Columnistas 08/08/2018 - 12:00 a.m. miércoles 8 de agosto de 2018

A 60 años de la educación superior herrerana

La Extensión Universitaria de Chitré comenzó labores en 1959 en los locales del Colegio José Daniel Crespo

Milcíades Pinzón Rodríguez
opinion@laestrella.com.pa

La educación superior interiorana comenzó en Aguadulce, provincia de Coclé, cuando el Dr. Octavio Méndez Pereira estableció, en 1949, los Cursos de Actualización Pedagógica que se impartían a educadores en ejercicio. Desde entonces el trajinar de la Universidad de Panamá ha experimentado diversas propuestas organizativas, las que se han conocido como Extensiones, Centros y, más recientemente, Anexos Universitarios.

En el caso de la tierra de Ofelia Hooper Polo, la presencia se materializa al aprobar la Asamblea de Diputados la Ley 4 del 13 de enero de 1958, que establece una partida de B/50 000.00 para la creación de las Extensiones Universitarias de Chitré, Santiago y David.

La Extensión Universitaria de Chitré comenzó labores en 1959 en los locales del Colegio José Daniel Crespo. Con una matrícula de 61 estudiantes, allí recibió cobijo hasta 1968, año aciago cuando los militares intervienen la casa de estudios superiores.
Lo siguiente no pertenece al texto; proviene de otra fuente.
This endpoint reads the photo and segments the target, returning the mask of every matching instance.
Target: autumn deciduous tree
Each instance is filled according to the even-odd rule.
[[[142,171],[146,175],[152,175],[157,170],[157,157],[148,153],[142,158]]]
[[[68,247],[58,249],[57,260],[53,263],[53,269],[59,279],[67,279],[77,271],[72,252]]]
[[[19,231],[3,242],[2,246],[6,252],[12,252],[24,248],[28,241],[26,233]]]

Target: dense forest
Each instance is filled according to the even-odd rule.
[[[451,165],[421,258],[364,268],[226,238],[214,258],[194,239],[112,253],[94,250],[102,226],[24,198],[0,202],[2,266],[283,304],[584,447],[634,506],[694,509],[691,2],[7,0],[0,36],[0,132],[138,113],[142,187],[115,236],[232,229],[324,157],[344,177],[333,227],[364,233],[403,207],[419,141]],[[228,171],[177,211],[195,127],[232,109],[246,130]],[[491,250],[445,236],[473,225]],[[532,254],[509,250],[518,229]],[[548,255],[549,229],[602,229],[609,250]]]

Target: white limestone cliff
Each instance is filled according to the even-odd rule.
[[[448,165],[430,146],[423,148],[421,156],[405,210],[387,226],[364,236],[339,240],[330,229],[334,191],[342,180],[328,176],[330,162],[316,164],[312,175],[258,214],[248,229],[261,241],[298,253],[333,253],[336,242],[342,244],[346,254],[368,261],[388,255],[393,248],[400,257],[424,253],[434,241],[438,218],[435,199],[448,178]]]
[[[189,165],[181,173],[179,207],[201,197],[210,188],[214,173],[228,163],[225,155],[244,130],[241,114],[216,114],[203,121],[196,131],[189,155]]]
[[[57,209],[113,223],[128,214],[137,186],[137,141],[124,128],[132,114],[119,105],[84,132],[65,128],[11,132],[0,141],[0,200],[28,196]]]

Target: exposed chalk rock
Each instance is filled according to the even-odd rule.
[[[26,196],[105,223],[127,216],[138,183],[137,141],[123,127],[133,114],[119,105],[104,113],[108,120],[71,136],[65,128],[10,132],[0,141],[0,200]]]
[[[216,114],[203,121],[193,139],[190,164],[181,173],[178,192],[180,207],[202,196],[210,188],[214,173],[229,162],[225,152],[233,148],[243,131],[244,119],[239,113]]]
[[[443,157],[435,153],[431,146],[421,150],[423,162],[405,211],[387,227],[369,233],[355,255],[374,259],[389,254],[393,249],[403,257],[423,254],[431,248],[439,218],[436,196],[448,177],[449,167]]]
El apagón cultural se mantuvo hasta 1970, cuando se establece la modalidad de Centro Universitario.

Como puede deducirse de lo indicado, la verdadera institucionalización de la educación superior no corresponde a los Centros, sino a las Extensiones, porque los cursos de actualización fueron la prolongación de la facultad de la que formaban parte. Sin embargo, se acostumbra conmemorar la segunda modalidad —Centros—, como si no existieran antecedentes o se viviera en un limbo histórico. En efecto, en el caso de la provincia de Herrera el año 1958 es clave para la historia universitaria provincial, ya que se da inicio a la educación superior. Así, en 2018 se cumplen 60 años de ese trajinar universitario, con altas y con bajas, pero con fe en los derroteros de redención humana y de proyección comunitaria.

Lo lamentable, en todo caso, radica en la indiferencia con la que se miran tales hitos, así como el prurito con el que nos empeñamos en distorsionar una historia que deberíamos cubrir con el dosel de la investigación y la vergüenza académica, para gloria de Clío y sus seguidores.

La educación superior herrerana es digna de mejor suerte; y no es que se haya hecho poco, pero tampoco lo suficiente luego de seis décadas de bregar. Aún seguimos adosados como rémora institucional a los avatares del campus central, situación que debería ser superada en instituciones que claman por autonomía, academia e investigación.

Lo anterior debería llevarnos a reflexionar sobre cuál ha de ser el futuro de la educación superior interiorana, así como los sistemas organizativos que deberíamos implementar para lograr superar los yerros del ayer cercano. Desde mi particular perspectiva, debo afirmar que el modelo conocido como Centro Universitario ya no se corresponde con la globalización del mundo ni con las demandas de la emblemática península istmeña.

Luego de sesenta años, la provincia herrerana necesita otra universidad, más robusta, menos politiquera y más académica, centrada en la investigación y la docencia, así como dotada de personal que le sea mayoritariamente propio. Mientras arriba ese momento de redención, levanto mi voz para desearle a la universidad interiorana el mejor de los cumpleaños, al mismo tiempo que abrazo efusivamente a directivos, docentes, administrativos y estudiantes.